L'année dernière, Citizen Lab a révélé que le logiciel d'espionnage de Hacking Team était utilisé contre des journalistes éthiopiens.

EurActiv a tenté de contacter la société Hacking Team, mais la seule réponse reçue a été un message d'échec de l'envoi. D'autres journalistes ont eu les mêmes problèmes avec l'adresse mail de l'entreprise.

L'affaire Hacking Team devrait rester sous les feux de la rampe pendant quelque temps puisque l'UE envisage de nouvelles règles pour les exportations des technologies de surveillance.

>> Lire : Amnesty International surveillée par les services de renseignements britanniques

Le Parlement européen votera demain (9 juillet) sur le rapport de l'eurodéputée libérale néerlandaise, Marietje Schaake, concernant les exportations de tels produits depuis l'Europe.

"De nombreux responsables politiques européens veulent garantir la 'cybersécurité' et condamner les violations des droits de l'homme dans les pays tiers, mais parallèlement, les produits à l'origine de ces violations peuvent être vendus sans aucun problème", regrette Marietje Schaake sur son blog.

Technologies de surveillance

La Commission européenne est en train de réviser le règlement de 2008 sur les biens à double usage, qui établit des règles pour l'exportation de produits à usage civil et militaire.

Fin juin, huit ONG, dont Privacy International, ont publié un rapport sur la révision de ce règlement et ont appelé les États membres à suivre la position commune de l'UE sur l'exportation des armes lorsqu'ils vendent des technologies de surveillance en dehors de l'Europe.

La position commune dit, entre autres, que les pays de l'UE ne devraient vendre des armes qu'à des pays où les droits de l'homme sont respectés.

"Le règlement devrait adopter une approche liée aux droits de l'homme plutôt qu'à la 'sécurité de l'homme', en ce qui concerne le contrôle des exportations", estime le rapport des ONG.

Les pays de l'UE sont déjà signataires de l'Arrangement international de Wassenaar, qui limite les exportations d'armes et de technologies pouvant être utilisées à des fins militaires.

En février, Hacking Team a annoncé dans un communiqué qu'elle coopérait avec l'Arrangement de Wassenaar.

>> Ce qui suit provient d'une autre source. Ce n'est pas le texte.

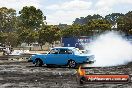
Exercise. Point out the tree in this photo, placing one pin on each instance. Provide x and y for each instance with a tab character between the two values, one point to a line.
31	18
96	26
48	34
28	36
112	18
7	20
72	31
85	20
125	23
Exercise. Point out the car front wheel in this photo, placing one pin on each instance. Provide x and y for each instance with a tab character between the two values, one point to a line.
72	64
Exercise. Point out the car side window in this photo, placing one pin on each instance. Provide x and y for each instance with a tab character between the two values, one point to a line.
54	51
70	52
63	51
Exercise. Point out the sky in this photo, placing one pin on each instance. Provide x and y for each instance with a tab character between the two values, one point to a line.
66	11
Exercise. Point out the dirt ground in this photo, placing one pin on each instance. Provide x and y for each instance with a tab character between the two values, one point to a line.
25	75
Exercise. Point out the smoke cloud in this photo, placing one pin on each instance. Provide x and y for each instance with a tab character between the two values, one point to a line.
110	49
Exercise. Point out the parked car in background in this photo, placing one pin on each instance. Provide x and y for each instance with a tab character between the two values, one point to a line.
69	56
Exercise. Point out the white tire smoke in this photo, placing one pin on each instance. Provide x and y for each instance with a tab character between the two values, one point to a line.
110	49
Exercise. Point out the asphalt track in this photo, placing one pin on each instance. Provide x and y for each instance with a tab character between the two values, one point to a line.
25	75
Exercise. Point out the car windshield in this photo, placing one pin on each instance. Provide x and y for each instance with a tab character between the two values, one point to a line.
77	51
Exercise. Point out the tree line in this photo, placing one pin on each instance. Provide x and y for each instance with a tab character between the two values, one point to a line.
28	26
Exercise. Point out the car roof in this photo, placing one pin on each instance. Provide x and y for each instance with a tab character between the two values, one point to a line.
63	48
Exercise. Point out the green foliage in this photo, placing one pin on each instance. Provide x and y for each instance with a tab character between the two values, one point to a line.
31	18
85	20
73	30
125	23
112	18
48	34
7	20
28	36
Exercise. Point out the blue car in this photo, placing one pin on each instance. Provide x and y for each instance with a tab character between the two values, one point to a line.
69	56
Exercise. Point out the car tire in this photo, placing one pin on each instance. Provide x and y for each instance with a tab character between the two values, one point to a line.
38	63
71	64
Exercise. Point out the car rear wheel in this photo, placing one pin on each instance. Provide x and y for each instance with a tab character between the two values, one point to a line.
38	63
72	64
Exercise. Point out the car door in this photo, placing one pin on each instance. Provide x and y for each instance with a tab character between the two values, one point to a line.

"Nous sommes les premiers dans notre secteur à nous conformer à ces lois internationales, car nous voulons nous assurer que nos produits ne sont pas détournés de leur usage", avait alors affirmé le PDG de Hacking Team, David Vincenzetti.

PROCHAINES ÉTAPES

  • 9 juillet : le Parlement européen va voter en plénière pour une réforme des règles relatives à l'exportation des technologies de surveillance.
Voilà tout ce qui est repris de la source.